As well as setting basic ground rules as outlined above, it is also important that everyone in the family reacts in the same way when the dog jumps on the sofa, which it inevitably will do at some point during it’s training. The important thing to remember here is that you are training your dog to behave how you want it to behave, therefore compliant behaviour should be rewarded. Some people make the mistake of punishing the behaviour that they don’t want, and thus by punishing the dog each time it jumps on the sofa, they risk instilling a sense of fear and possible hostility within the dog.

Essentially, it is important to realise that instead giving a negative response when the dog jumps on the sofa, you should gently coax the dog back onto the floor and give it a treat when it complies – positive behaviour should gain positive rewards. Also, as tempting as it may be to either lift, push or drag the dog off the sofa, this is not recommended as it may result in a negative response from your pet. The only time it is advisable to lift the dog off the sofa is if the dog is still a puppy in which case they are at risk of causing damage to themselves by jumping from high objects.

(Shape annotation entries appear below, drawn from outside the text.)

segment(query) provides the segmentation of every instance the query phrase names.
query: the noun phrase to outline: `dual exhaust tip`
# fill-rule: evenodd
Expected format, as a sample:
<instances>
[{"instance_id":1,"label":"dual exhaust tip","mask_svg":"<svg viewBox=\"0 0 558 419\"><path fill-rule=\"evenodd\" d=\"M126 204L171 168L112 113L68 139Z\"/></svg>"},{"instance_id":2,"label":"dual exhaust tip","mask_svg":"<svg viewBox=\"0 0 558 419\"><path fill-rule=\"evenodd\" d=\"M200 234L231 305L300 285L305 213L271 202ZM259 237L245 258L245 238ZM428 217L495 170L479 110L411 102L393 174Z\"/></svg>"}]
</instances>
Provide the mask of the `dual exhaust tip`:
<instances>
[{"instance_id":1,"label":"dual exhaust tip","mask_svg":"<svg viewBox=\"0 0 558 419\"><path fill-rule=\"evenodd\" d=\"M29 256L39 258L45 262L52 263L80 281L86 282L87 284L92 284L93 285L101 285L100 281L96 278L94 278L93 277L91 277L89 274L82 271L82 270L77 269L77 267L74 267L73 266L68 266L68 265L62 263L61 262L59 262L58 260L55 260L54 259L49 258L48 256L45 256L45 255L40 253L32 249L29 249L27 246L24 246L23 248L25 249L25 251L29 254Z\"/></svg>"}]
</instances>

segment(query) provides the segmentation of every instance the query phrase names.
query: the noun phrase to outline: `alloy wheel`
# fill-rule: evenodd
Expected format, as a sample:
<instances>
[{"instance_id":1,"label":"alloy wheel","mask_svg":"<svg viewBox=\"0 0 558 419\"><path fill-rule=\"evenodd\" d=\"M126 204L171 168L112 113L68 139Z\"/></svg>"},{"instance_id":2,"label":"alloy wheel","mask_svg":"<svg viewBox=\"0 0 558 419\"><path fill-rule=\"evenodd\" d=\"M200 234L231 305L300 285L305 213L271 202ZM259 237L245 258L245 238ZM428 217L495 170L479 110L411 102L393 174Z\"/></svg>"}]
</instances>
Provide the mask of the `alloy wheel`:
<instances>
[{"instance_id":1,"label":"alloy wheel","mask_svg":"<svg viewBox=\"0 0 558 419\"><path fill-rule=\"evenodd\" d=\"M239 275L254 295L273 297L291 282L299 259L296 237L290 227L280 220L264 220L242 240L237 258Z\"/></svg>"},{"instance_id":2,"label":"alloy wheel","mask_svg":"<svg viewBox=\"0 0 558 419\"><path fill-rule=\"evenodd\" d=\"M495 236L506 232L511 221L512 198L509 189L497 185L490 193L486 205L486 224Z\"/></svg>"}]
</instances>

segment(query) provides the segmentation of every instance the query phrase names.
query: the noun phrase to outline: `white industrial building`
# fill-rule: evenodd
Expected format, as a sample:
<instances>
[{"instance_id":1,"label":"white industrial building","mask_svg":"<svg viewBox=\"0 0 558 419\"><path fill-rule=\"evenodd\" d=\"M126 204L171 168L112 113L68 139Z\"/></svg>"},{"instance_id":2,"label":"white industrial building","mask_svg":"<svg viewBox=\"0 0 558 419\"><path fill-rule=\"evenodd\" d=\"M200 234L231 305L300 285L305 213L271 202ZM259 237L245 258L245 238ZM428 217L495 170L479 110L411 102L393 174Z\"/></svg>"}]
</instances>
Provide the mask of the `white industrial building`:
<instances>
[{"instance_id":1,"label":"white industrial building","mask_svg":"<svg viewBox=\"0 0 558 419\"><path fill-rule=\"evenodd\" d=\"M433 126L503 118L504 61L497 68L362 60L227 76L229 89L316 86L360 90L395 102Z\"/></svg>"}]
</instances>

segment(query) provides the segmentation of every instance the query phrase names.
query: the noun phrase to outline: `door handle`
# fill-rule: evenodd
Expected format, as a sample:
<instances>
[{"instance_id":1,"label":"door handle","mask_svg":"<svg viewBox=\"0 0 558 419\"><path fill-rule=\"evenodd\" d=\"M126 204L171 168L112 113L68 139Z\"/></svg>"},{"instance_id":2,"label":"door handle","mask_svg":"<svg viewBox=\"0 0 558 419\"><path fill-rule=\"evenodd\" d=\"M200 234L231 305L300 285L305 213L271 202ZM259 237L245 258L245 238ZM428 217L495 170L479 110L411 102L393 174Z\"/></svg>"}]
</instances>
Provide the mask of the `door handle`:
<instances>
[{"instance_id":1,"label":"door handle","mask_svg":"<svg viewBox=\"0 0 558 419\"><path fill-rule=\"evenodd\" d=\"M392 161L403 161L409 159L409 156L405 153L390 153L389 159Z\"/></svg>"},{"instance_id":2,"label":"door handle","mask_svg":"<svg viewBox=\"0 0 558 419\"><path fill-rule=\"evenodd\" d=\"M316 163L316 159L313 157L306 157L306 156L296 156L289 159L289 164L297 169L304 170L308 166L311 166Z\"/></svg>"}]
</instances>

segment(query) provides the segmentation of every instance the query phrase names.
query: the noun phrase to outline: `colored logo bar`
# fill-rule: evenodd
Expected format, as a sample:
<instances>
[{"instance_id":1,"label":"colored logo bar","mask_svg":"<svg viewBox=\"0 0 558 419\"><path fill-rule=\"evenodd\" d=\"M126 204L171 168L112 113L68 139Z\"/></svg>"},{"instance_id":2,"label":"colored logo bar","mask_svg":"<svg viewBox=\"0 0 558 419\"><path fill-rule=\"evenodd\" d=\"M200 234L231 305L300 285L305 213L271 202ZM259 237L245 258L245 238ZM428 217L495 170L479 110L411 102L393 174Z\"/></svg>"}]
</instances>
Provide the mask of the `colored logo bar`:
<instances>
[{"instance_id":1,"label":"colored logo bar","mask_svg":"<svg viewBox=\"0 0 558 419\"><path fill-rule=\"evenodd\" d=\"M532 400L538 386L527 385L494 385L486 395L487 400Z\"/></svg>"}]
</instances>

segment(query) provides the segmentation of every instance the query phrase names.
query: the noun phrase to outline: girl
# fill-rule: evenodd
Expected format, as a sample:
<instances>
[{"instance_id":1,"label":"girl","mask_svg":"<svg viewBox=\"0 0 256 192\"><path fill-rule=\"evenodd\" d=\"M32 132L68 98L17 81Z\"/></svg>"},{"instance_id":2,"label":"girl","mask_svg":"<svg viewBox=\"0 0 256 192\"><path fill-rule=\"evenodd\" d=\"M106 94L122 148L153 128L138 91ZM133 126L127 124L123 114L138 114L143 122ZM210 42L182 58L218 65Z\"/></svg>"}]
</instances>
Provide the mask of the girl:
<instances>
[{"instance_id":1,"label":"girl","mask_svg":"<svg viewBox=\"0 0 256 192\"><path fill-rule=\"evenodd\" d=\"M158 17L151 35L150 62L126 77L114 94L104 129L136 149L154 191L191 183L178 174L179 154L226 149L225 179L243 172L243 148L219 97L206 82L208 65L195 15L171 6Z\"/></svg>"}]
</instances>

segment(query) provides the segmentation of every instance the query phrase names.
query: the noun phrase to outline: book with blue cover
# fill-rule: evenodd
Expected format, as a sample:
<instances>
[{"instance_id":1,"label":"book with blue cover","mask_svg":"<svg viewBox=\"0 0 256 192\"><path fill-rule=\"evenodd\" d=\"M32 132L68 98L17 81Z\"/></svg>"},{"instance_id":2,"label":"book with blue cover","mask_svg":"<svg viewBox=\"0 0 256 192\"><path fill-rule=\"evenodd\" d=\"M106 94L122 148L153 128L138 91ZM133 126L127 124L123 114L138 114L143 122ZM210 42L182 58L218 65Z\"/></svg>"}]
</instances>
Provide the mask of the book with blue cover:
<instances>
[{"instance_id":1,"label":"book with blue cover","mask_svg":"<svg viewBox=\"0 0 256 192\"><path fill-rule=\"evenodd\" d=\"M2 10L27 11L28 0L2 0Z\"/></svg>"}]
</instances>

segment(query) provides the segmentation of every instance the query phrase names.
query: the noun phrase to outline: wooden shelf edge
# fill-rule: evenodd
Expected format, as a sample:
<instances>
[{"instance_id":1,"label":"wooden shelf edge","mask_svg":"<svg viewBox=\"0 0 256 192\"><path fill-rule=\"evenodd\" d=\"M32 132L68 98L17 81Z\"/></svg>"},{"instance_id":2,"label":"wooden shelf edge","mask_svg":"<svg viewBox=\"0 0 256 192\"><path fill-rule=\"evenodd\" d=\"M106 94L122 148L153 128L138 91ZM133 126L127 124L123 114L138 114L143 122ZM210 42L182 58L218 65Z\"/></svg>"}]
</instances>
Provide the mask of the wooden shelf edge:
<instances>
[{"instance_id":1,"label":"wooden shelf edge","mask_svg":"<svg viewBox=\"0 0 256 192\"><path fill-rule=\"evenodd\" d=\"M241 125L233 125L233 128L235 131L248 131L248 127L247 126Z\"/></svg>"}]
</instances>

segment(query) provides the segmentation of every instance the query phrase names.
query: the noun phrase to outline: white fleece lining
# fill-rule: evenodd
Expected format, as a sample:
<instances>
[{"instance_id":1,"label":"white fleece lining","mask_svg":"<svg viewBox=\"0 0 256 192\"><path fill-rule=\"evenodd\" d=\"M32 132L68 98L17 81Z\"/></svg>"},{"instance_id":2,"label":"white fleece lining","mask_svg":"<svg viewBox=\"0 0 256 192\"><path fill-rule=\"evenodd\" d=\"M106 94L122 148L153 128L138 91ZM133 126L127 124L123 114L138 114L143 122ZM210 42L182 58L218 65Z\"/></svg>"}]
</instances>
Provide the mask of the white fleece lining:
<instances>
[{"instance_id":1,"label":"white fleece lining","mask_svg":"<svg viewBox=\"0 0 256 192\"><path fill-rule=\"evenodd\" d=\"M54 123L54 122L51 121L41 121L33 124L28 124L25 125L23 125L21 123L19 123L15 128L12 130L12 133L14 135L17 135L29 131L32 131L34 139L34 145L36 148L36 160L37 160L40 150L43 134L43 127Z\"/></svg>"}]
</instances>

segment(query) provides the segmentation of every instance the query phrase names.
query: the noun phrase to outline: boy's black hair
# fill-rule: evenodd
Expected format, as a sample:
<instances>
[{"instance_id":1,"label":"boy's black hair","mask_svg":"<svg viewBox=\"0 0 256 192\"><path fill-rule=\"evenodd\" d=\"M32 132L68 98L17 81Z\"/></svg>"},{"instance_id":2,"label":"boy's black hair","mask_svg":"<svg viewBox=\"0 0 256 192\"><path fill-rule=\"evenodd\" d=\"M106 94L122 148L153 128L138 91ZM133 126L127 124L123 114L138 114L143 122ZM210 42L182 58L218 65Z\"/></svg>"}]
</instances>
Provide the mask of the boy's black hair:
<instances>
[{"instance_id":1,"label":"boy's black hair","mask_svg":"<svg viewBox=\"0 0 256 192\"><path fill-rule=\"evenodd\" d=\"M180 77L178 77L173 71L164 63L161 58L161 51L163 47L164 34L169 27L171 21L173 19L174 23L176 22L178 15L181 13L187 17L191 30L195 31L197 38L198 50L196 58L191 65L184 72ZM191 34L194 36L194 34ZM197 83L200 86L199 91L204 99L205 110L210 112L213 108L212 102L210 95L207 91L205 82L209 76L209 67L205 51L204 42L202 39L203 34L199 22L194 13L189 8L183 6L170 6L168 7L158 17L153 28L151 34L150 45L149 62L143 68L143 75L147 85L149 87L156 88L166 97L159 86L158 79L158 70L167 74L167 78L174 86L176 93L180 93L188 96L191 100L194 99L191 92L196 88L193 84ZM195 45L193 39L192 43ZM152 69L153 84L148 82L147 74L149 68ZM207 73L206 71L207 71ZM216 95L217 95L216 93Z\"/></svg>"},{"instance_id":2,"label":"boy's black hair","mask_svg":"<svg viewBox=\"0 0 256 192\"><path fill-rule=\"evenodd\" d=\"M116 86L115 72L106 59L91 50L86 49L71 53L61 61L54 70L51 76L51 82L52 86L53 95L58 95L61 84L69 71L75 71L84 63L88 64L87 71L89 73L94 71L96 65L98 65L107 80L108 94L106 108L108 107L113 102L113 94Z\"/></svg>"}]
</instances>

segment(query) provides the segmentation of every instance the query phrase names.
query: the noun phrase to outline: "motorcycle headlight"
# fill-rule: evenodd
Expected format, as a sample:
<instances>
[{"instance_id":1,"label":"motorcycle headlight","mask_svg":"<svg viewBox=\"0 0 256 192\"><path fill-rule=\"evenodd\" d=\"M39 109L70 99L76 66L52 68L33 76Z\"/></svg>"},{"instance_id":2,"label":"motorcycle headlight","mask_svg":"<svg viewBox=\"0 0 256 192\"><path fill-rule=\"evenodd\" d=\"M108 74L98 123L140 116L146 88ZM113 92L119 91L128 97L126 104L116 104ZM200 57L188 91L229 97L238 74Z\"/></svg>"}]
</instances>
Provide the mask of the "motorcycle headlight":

So far we have looked at the various methods that should be used in conjunction to help your dog realise that the sofa is out of bounds. These methods are most effective if they are put in place when the dog is a puppy; however they can be equally effective when used consistently with older dogs too. But the one strategy that is the most effective in keeping your dog off the sofa is by ensuring that it has a comfortable place of its own to sit, such as a cushion or a padded blanket, and, as always, your pet should be rewarded when it uses its own special “doggy seat”.